Das vollflächige Verkleben von Parkett mindert Hohlräume unter dem Parkett und beugt damit den durch Schritte erzeugten Geräuschen vor. Doch wie können auch Heimwerker erfolgreich Parkett vollflächig verkleben und welche Parkettkleber eignen sich dazu?

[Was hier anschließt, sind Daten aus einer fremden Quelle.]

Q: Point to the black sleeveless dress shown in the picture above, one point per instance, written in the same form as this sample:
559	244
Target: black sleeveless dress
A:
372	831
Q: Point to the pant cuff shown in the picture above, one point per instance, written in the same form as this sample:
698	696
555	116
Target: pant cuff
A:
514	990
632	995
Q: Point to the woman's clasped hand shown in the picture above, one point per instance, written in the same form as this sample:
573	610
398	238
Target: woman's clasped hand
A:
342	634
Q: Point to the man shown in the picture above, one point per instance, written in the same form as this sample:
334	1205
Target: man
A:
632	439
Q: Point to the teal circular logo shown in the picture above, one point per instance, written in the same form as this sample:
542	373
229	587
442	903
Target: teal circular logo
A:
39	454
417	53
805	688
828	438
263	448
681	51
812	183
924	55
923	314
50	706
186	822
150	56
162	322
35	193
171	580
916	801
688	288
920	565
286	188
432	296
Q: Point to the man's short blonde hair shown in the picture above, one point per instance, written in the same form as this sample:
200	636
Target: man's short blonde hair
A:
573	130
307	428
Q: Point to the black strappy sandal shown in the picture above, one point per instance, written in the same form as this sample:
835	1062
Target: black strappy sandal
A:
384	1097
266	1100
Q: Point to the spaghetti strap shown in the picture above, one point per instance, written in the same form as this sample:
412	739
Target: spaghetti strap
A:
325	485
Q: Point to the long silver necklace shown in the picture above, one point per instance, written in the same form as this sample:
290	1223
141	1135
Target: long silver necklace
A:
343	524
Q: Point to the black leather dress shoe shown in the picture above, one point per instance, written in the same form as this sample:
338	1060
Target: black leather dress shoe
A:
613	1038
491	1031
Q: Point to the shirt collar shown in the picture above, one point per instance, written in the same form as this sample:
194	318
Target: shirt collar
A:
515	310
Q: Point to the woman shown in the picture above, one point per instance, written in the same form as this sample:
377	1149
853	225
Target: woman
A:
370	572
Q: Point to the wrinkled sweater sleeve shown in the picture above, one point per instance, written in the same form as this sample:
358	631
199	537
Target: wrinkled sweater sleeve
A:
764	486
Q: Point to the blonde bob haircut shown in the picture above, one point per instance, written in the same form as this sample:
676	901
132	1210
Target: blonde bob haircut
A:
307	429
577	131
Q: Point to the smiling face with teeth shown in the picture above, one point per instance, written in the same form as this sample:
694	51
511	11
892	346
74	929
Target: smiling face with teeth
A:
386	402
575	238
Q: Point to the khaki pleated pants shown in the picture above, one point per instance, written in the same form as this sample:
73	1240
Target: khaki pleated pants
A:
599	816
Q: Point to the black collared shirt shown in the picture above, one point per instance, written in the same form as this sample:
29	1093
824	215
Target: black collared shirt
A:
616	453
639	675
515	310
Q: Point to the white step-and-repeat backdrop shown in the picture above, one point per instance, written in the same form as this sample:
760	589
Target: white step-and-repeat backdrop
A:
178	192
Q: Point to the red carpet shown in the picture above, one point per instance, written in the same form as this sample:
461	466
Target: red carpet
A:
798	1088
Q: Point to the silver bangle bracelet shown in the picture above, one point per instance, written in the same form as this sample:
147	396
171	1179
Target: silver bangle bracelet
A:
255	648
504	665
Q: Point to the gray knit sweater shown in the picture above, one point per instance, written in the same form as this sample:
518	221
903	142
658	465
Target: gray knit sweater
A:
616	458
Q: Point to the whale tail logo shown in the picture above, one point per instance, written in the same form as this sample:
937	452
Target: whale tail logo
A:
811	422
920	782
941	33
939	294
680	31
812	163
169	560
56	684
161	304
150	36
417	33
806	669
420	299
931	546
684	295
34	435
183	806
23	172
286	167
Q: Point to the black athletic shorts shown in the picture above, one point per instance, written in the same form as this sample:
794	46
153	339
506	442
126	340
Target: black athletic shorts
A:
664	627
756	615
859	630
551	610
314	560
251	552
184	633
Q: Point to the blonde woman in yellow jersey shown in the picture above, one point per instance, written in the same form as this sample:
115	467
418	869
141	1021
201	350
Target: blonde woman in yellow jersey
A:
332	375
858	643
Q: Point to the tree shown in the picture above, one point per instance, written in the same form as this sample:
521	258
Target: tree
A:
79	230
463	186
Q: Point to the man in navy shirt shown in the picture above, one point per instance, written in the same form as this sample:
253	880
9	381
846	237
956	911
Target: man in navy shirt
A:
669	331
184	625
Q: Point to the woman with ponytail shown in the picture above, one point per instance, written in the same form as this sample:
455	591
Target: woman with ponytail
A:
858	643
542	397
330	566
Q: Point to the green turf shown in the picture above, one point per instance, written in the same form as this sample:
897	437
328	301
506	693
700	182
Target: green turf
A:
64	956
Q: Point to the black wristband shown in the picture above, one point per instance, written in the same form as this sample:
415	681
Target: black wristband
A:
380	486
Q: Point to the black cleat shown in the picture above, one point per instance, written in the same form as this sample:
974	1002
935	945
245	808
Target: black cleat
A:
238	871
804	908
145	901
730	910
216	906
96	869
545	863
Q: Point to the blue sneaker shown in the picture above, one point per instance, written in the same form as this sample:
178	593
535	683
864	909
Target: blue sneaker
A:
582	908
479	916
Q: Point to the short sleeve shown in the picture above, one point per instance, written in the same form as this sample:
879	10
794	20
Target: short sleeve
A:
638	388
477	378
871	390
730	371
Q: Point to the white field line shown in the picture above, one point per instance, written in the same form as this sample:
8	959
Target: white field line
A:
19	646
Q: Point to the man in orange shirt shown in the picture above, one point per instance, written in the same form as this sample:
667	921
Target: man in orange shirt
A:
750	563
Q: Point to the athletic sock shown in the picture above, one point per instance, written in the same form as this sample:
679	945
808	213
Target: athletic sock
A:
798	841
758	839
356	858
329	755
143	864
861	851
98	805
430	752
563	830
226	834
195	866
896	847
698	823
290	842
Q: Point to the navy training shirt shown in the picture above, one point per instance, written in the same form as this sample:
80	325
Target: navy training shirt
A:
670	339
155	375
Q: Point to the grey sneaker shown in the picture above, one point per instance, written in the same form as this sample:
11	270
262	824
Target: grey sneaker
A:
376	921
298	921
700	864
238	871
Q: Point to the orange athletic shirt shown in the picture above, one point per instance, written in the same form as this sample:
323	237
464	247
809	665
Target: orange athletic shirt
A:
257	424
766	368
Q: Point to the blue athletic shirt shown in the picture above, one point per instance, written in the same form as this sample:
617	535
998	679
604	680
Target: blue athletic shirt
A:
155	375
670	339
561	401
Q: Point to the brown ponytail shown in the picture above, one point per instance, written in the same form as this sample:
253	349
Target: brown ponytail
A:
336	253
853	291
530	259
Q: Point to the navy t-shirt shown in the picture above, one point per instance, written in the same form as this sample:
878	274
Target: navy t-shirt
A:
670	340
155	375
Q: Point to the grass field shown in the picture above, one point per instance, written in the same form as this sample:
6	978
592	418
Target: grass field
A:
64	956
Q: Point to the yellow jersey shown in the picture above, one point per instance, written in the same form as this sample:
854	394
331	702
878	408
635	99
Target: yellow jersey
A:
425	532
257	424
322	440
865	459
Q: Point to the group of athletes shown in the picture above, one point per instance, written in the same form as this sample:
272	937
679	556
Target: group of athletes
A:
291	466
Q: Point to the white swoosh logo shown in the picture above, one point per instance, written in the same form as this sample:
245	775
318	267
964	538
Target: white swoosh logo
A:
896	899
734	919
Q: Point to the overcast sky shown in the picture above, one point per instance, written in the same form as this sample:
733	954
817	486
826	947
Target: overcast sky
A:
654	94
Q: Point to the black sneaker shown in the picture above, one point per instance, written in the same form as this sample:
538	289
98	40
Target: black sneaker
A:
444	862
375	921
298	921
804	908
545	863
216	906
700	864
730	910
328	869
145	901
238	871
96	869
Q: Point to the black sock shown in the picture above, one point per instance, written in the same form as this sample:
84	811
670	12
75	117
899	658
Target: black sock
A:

Die Besonderheiten einer vollflächigen Verklebung von Parkett


Generell ist das vollflächige Verkleben von Parkett eine Aufgabe, die am besten ein professioneller Handwerker bestreiten kann. Das Parkett eigenhändig zu verkleben ist für Verbraucher bzw. Heimwerker nur dann empfehlenswert, wenn es sich um einfach gestaltete Räumlichkeiten handelt und darüber hinaus keine besonders komplizierten Parkettmuster angestrebt werden.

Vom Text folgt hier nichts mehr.